Here I am as Beetlejuice and my best mate, Jody aka DJ Lydia Beatz (get it, haha!) as the gorgeous Lydia Deetz! These were actually our second night costumes that we wore for the club night Rue Morgue which she was a DJ at. The night before was the much more labour intensive costume that I embarked on, my re-imagined Bride of Frankenstein. I'm still sorting through those photos to be posted soon, promise.

For right now, here I am in my yes, hand painted suit which took a lot longer than I expected. No matter what we tried, the lines would bleed resulting in having to hand paint to get precise stripes. Damion took over that duty for me thankfully while I worked on my Bride costume.

Wig is from one of my wholesale wig suppliers (I style and make a lot of wigs) that I styled and make up is just shadows from my basic kit, hair glue (I ran out of latex, last minute!) and toilet paper and flour for more texture around the hairline. Suit jacket and pants were all white and found for under $10 at a thrift store. Jody found her dress months ago at a thrift store and bought it knowing she'd need it but not knowing we'd be doing Beetlejuice and Lydia later! Her hair is a combination of hair wefts and a wig that she styled. (Her hair is bright red underneath.)

Hope everyone had a rockin' Halloween, I am still recovering!!!!!


----------



## Acid PopTart

*Oh here's the zombies*

I forgot I could only post 5 images..... so here's some zombie pics from when we went out to some club night a few weeks ago. Since Michael (the one holding me) and I were still greatly involved in our labour intensive costumes (he was Jacob Marley), we opted for something a bit easier for us and also allowed us to drink. 

So zombies! You know the basic; latex, toilet paper, some eye shadow, blood, vodka, sangria...... there was a lot o' drinking that night. Miracle I got the make up on my face.


----------



## Dark Angel 27

damn! that was freaking amazing!


----------



## tcass01

Totally Cool!


----------



## Spooky1

The costumes and makeup look wonderful.


----------



## DeathTouch

Holly cow!!!!!!


----------



## Draik41895

Awesome! My sister was Lydia this year, her costume was based off the cartoon one though, and she made me sew up a spiderweb poncho!


----------



## Frighteners Entertainment

Very nice!


----------



## Acid PopTart

Thank you all so much for the kind comments - it was a really fun costume and made extra fun when you have your best mate as your counterpart.



Draik41895 said:


> Awesome! My sister was Lydia this year, her costume was based off the cartoon one though, and she made me sew up a spiderweb poncho!

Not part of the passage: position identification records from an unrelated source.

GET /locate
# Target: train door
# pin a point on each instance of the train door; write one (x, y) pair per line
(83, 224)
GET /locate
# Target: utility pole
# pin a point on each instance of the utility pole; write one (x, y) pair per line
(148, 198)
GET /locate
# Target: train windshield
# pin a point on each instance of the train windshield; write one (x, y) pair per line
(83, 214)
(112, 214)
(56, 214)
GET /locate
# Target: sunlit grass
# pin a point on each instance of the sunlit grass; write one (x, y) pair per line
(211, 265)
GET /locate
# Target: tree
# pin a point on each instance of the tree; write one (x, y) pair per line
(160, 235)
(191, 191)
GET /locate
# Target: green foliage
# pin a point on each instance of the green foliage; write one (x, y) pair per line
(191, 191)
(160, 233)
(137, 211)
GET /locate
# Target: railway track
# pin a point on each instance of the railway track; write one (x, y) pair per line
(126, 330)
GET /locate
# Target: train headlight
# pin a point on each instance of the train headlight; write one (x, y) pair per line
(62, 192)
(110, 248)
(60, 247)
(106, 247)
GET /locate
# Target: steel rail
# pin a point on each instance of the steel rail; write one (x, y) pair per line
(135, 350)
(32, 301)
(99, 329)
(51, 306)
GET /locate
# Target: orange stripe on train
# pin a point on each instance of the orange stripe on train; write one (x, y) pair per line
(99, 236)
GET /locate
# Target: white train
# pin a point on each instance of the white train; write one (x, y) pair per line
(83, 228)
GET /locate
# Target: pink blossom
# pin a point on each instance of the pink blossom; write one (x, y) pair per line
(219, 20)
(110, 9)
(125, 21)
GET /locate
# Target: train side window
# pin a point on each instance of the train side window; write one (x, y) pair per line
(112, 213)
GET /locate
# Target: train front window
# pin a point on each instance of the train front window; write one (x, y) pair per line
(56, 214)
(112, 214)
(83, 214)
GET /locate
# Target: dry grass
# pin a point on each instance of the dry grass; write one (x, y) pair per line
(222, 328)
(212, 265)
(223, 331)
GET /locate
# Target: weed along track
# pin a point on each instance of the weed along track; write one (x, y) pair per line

That sounds awesome! I saw a really great cosplay of the animated Lydia right down to her make up and hair!


----------



## nixie

Love it!


----------



## Acid PopTart

nixie said:


> Love it!


Thanks dear, we just entered it into a little online contest, hopefully we'll win!


----------



## fritz42_male

Good luck. You really put a lot of effort and skill into your work. Wish I was as creative.

The contacts reaaly do add the finishing touch.


----------



## dubbax3

Nice job on the suit and wig. The makeup is perfect! This is one of costumes I really want to tackle some day. Again, amazing work!


----------



## Pumpkin5

:jol: Acid, as usual, "You Bring It"! Fantastic as Beetlejuice and likewise as a Zombie, but the whole Zombie group is AMAZING! I love the look!


----------



## Acid PopTart

fritz42_male said:


> Good luck. You really put a lot of effort and skill into your work. Wish I was as creative.
> 
> The contacts reaaly do add the finishing touch.


Pffft, I bet you are! We all have our specialities, I suspect my involvement in the theatre, comics, modeling and the goth scene is what has helped hone my costuming ability.

The contacts are very unnerving for a lot of people, so I try to use them a lot! 



dubbax3 said:


> Nice job on the suit and wig. The makeup is perfect! This is one of costumes I really want to tackle some day. Again, amazing work!


Oh thank you! I see the make up being done wrong a lot, and it's not that hard to do with a little time, I think the secret is people forget there's a lot of green in his make up around the scalp and even his mouth, using a few different shades plus some yellow really gives it depth and I think finishes the look! Also some liquid latex and toilet paper gives the right texture. Good luck, I bet you'll look FABULOUS!!!!



Pumpkin5 said:


> :jol: Acid, as usual, "You Bring It"! Fantastic as Beetlejuice and likewise as a Zombie, but the whole Zombie group is AMAZING! I love the look!


Hahaha, well thank you kindly luv!!!! I think a zombie group can be super effective, especially if you're doing it as a sort of theme, like we were a bunch of ******** and I wanted to focus more on the putrid aspect of the zombies versus covering myself with a bunch of blood. Although we did use blood, but hopefully not in super copious amounts.


----------